Re: SYN_REPLY

On Tue, Feb 26, 2013 at 4:15 PM, Martin Thomson <martin.thomson@gmail.com>wrote:

> On 25 February 2013 20:42, William Chan (陈智昌) <willchan@chromium.org>
> wrote:
> > Fully agreed it's more general. I think that unless we go all the way
> with
> > ditching SYN_STREAM too (which I disagree with), then I think it's a net
> > loss (primarily due to more difficulty in grokking the spec) to save a
> frame
> > type value and combine SYN_REPLY and HEADERS into one.
>
> I'm interested in what you feel SYN_STREAM provides that you can't get
> with HEADERS.
>
> I don't care either way about whether the priority is in the message
> or not.  So, in the interests of saving those few bytes, that's a
> feature that could be retained (or even moved to HEADERS).
>

I'm not completely clear here on the stated proposal, so I'll just
reclarify my position here. I think that the priority should be
communicated in the same frame which starts the stream, whether that frame
be called SYN_STREAM or HEADERS. I'm not sure if it makes sense to continue
including the priority information for followup headers, that may arrive in
a HEADERS frame. I'm leaning towards saying it does not.


>
> The only other thing is the UNIDIRECTIONAL flag.  This flag is
> currently redundant: all streams sent by the client are bidirectional,
> and all streams from the server are unidirectional without exception.
>

I think in the normal HTTP use case, yes.
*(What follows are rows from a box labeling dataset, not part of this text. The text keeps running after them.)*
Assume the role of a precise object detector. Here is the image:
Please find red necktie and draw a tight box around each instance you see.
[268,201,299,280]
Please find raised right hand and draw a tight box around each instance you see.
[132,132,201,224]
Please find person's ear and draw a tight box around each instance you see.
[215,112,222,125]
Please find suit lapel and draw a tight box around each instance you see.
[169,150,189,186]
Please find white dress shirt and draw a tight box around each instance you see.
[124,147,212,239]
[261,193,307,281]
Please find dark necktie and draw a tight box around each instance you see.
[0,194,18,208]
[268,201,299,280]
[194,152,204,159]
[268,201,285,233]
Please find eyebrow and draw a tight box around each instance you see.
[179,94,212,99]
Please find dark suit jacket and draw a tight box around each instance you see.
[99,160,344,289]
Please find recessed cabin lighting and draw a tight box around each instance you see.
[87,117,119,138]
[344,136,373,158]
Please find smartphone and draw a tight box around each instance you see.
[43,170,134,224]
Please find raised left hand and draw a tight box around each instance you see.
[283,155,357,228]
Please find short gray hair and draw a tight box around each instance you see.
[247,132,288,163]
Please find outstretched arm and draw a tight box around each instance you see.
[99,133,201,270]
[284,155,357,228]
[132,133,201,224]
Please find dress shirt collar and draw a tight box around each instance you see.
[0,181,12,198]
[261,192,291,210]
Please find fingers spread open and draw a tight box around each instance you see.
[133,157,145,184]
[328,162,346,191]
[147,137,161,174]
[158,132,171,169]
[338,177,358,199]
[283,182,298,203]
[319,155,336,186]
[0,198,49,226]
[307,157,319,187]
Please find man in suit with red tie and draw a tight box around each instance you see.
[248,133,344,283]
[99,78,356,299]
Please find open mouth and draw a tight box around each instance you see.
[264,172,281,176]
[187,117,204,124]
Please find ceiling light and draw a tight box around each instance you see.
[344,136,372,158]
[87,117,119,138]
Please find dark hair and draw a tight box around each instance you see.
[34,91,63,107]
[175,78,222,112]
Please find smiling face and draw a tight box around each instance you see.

But when you view HTTP/2 as a
transport layer for other protocols, then I think it might be reasonable to
have the server initiate a bidirectional stream. Currently there's no
binding for that in the web platform, but you could imagine it (register an
event handler for server initiated streams, rather than relying on hanging
GETs / client initiated WebSockets). I don't feel strongly here due to not
having a concrete use case.


> As I said in another mail, I'm not sure that SYN_STREAM/SYN_REPLY
> actually help with understanding the spec.  On the contrary, I think
> that they lead to false impressions about how streams start.  They
> imply negotiation, which is far from the case.
>

Intriguing. I did not read the read the earlier email and that was my bad.
I think I have a bias because it's always been called SYN_STREAM and
SYN_REPLY and that's how I conceptualize it. I'm willing to say that my
conceptions on the naming might be very biased and maybe should be
discounted.

In summary, here's my current position:
* the first frame for a stream should include its priority (to be clear, I
don't view the PUSH_PROMISE as belonging to the promised new stream, but to
the associated stream)
* it feels weird to me for subsequent frames on the stream that include the
header name/value block to also include the priority. i don't like the
tight coupling of that.
* i feel less strongly about the naming of SYN_STREAM+SYN_REPLY vs HEADERS,
after what Martin wrote. i fully admit my mental bias here.